[Beowulf] Re: coprocessor to do "physics calculations"

Mon May 8 09:32:34 PDT 2006

At 08:44 AM 5/8/2006, Robert G. Brown wrote:
>On Sat, 6 May 2006, SIM DOG wrote:
>
>>Further to the discussion, AnandTech has a review of an ASUS card 
>>sporting this beastie... (US$300)
>>
>>http://www.anandtech.com/video/showdoc.aspx?i=2751
>>
>>I can vaguely remember seeing some mention of AGEIA publishing the API. 
>>Just Newtonian gravity calcs would be just fine by me... then if only I 
>>could afford a baby GRAPE (there was some talk of a PCI-X card) :/
>>
>>http://astrogrape.org/
>
>Aaaaghh.
>
>It's alive, it's alive!
>The CM-5, the CM-5...:-)
>
>(Actually, not quite if the GRAPE-2004 is really like the CM-2 -- a SIMD
>design rather than MIMD.)
>
>There are a number of questions I would have about the architecture,
>mostly about IPCs and/or other bandwidth limitations.  Saying that it is
>"1 Petaflop" on what looks like a square inch of chip real estate is all
>well and good, but that sounds suspiciously like a theoretical peak
>speed of a (very) large number of SIMD pipelines.  At some point the
>real problem will be keeping them fed with an input dataflow, will it
>not?  As in I don't think that there are a lot of petabyte/sec channels
>out there to keep data moving through the petaflop chain.

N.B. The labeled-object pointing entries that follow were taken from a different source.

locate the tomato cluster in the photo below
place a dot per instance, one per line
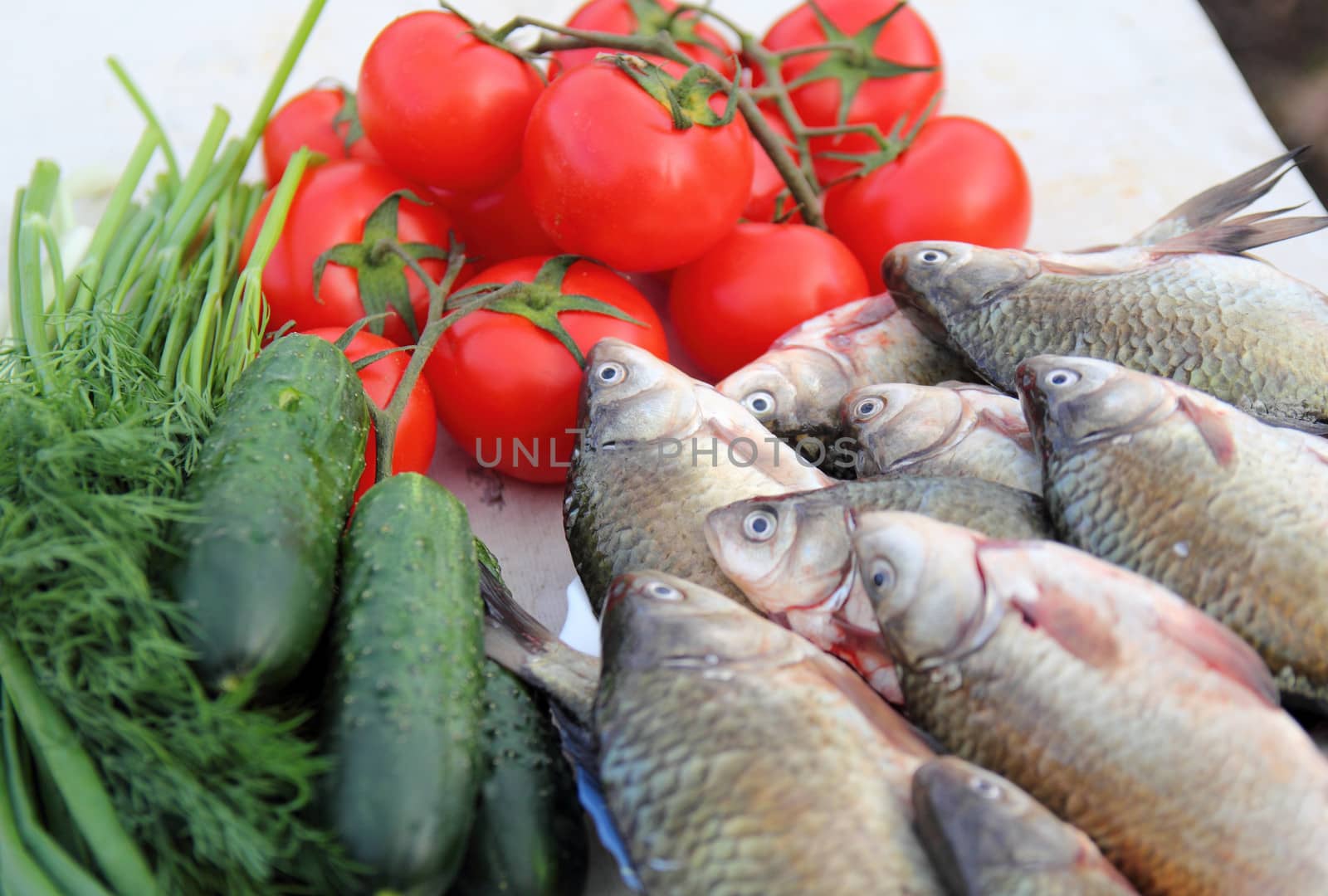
(564, 173)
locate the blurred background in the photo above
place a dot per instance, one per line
(1282, 51)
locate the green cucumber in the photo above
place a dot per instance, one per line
(405, 692)
(529, 836)
(274, 485)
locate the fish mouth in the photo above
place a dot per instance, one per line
(1033, 400)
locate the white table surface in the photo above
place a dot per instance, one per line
(1120, 110)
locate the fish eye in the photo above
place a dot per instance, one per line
(610, 373)
(983, 787)
(869, 408)
(882, 575)
(1062, 377)
(759, 402)
(664, 592)
(759, 526)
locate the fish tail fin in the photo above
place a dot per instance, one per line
(1241, 234)
(1222, 201)
(582, 750)
(520, 643)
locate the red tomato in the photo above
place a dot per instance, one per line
(881, 100)
(498, 225)
(759, 283)
(611, 178)
(330, 207)
(417, 433)
(959, 181)
(506, 391)
(618, 17)
(767, 181)
(307, 119)
(442, 106)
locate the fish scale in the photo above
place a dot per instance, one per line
(1230, 325)
(1113, 780)
(1113, 703)
(1239, 530)
(714, 732)
(737, 720)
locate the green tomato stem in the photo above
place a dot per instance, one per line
(800, 178)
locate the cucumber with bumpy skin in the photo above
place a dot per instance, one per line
(404, 704)
(529, 836)
(274, 485)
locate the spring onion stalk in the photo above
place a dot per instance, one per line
(76, 776)
(63, 869)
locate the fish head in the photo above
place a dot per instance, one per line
(896, 421)
(652, 621)
(973, 822)
(788, 553)
(940, 282)
(1073, 402)
(631, 396)
(789, 389)
(923, 579)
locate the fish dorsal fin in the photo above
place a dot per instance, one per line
(1117, 261)
(1218, 203)
(1239, 236)
(890, 723)
(1213, 426)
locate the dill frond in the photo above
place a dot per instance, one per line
(93, 462)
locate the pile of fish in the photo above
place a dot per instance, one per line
(1033, 619)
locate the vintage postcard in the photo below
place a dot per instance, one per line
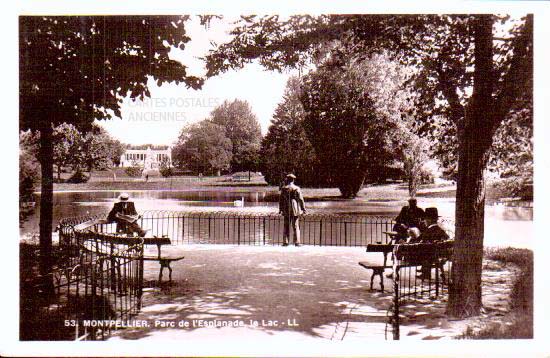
(279, 181)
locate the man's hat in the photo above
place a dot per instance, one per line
(431, 213)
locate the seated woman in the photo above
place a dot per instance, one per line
(432, 234)
(125, 215)
(409, 217)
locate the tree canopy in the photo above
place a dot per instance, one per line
(473, 70)
(79, 68)
(286, 147)
(203, 148)
(241, 126)
(74, 69)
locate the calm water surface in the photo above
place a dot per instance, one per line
(505, 226)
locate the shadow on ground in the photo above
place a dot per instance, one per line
(312, 293)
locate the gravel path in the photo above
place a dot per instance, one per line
(316, 295)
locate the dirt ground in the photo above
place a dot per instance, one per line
(291, 295)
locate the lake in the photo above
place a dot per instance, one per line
(504, 226)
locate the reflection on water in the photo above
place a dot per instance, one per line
(504, 225)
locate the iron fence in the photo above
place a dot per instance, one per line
(419, 271)
(252, 228)
(97, 281)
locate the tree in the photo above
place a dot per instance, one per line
(286, 148)
(76, 69)
(241, 126)
(349, 136)
(99, 149)
(67, 150)
(203, 148)
(29, 168)
(472, 69)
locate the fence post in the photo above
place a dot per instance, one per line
(321, 232)
(238, 231)
(396, 278)
(263, 230)
(345, 233)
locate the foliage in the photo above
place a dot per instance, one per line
(75, 69)
(286, 148)
(93, 150)
(146, 146)
(63, 76)
(241, 126)
(135, 170)
(472, 70)
(203, 148)
(67, 150)
(349, 135)
(98, 149)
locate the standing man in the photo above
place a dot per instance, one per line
(409, 217)
(125, 215)
(291, 206)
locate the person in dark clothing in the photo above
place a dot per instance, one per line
(125, 215)
(431, 234)
(291, 206)
(410, 216)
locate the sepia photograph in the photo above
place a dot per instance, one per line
(273, 184)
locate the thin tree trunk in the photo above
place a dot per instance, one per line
(46, 207)
(475, 140)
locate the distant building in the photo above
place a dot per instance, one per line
(147, 158)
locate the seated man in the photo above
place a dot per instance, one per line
(411, 216)
(432, 231)
(431, 234)
(125, 215)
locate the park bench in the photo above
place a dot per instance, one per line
(378, 270)
(163, 258)
(410, 255)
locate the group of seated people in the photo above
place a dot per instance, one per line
(414, 225)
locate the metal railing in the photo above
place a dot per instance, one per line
(251, 228)
(97, 282)
(433, 261)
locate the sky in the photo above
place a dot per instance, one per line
(159, 119)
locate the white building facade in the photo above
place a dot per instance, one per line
(148, 159)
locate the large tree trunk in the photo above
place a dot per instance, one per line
(46, 207)
(475, 140)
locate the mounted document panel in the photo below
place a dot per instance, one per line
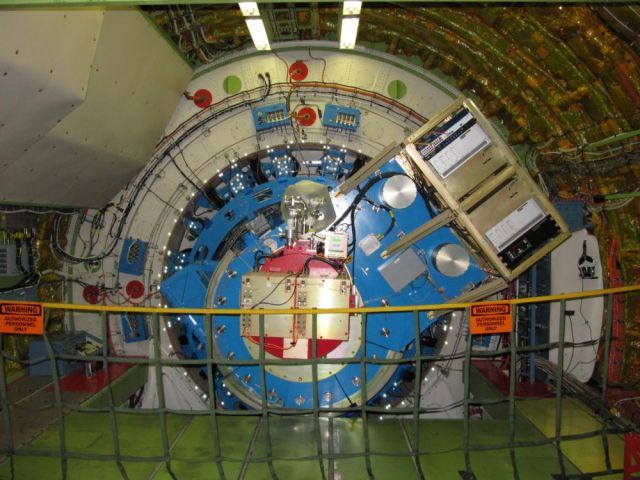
(498, 210)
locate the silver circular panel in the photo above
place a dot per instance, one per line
(399, 191)
(451, 259)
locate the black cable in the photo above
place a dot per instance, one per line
(188, 179)
(389, 212)
(351, 404)
(142, 183)
(317, 258)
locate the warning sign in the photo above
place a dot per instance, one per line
(22, 318)
(490, 318)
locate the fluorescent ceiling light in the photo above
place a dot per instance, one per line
(258, 33)
(249, 9)
(349, 32)
(351, 8)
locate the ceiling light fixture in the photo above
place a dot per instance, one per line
(255, 25)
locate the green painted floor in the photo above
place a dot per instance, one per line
(293, 441)
(244, 443)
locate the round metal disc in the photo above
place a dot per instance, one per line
(451, 259)
(399, 192)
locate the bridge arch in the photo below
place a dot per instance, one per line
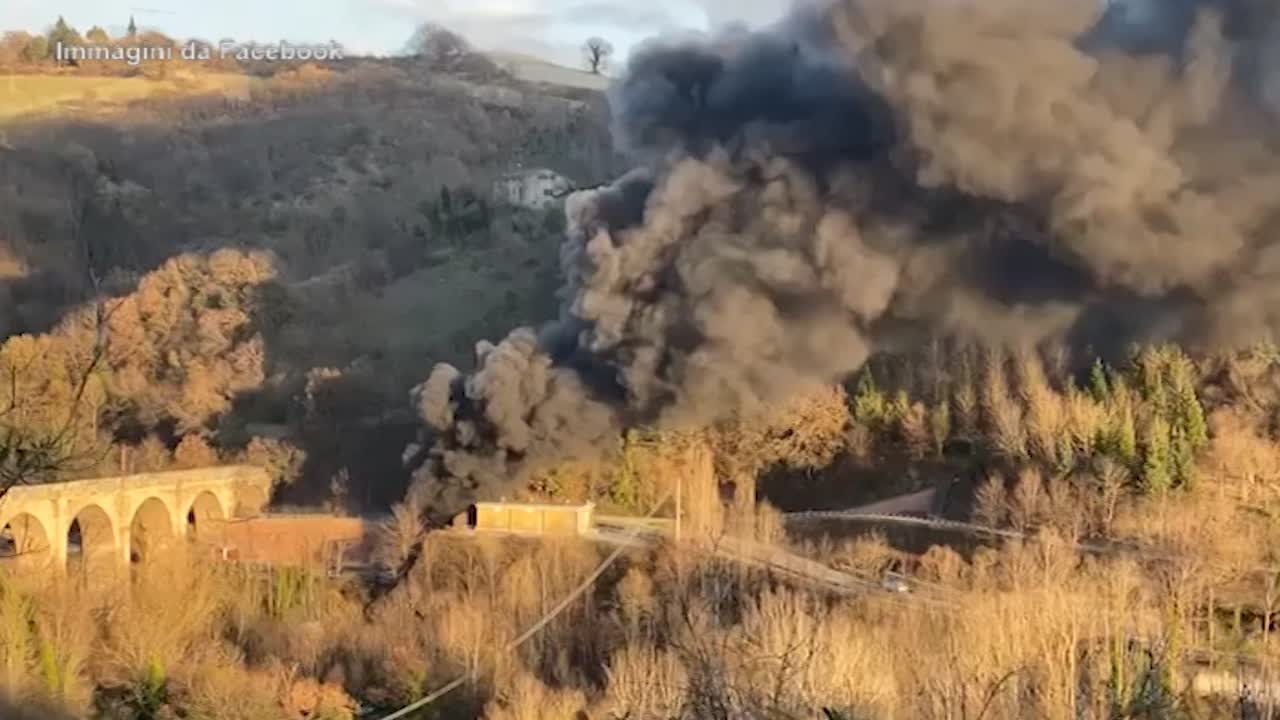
(150, 531)
(205, 515)
(27, 542)
(91, 541)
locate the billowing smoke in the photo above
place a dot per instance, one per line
(869, 173)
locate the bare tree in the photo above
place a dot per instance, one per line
(598, 53)
(32, 455)
(438, 44)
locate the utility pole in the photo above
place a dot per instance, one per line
(680, 484)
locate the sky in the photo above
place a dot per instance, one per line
(553, 30)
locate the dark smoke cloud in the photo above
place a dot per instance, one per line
(868, 173)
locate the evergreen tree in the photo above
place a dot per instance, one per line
(1156, 472)
(1191, 415)
(62, 35)
(1124, 440)
(869, 404)
(36, 50)
(1182, 458)
(1098, 386)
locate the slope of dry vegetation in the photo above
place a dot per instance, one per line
(360, 195)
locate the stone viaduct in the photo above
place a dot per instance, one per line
(106, 523)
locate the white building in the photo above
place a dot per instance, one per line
(535, 188)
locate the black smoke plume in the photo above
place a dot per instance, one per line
(869, 173)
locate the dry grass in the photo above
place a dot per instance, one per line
(68, 94)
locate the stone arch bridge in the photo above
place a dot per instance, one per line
(110, 522)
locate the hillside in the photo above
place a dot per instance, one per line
(368, 182)
(534, 69)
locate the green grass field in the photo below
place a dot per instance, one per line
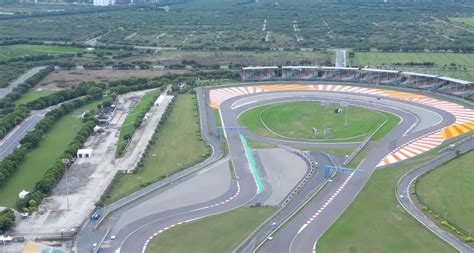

Kind of depends on what's inside that box labelled "reduction tree" (Figure 
2 in the GRAPE DR paper).  They describe doing things like matrix 
multiplication, where each PE does a multiply, and the "reduction tree" 
does the summing.  But that implies a N-input adder, no trivial matter.

What it looks like is more of a SIFD (Single Instruction, few data) 
architecture.  The same data gets fed to all PEs, and, presumably the 
instruction stream has some systematic variations (PE #1 takes the first 
element, PE#2 takes the second element, etc.).. They do discuss the memory 
bandwidth issue on page 4.

Maybe a systolic array might be a better way to describe it?

But, let's consider.. say you've got PE's with a 1 ns propagation 
delay/cycle time (perhaps pipelined), so each PE can do "some sort" of 
operation every nanosecond (although the latency through a PE might be many 
nS, with pipelining).  To get to 1 Tflop, you'd need 1000 PEs, which is 
doable today.  To get to 1 Pflop, you'd need a million PEs, which seems a 
bit large, even for 2008.

And, in fact, the GRAPE-DR diagram, mostly in Japanese, shows, one chip at 
1TFLOP, a board with 8 chips, with pairs of boards in a PC for 16 TFLOP, 
then 4 banks of 16 PCs interconnected with 10-100Gbps switches, to get to 
the 1 PFLOP

http://grape-dr.adm.s.u-tokyo.ac.jp/system-en.html  - Here's a brand new 
english version.

Mind you, the whole thing is also supposed to do distributed computing, 
with multiple GRAPEDR clusters interconnected by IPv4/IPv6 dual stacks at 
40-400 Gbps.  Good thing they've got some research group, because this is 
by no means a "rack and stack COTS" kind of beast.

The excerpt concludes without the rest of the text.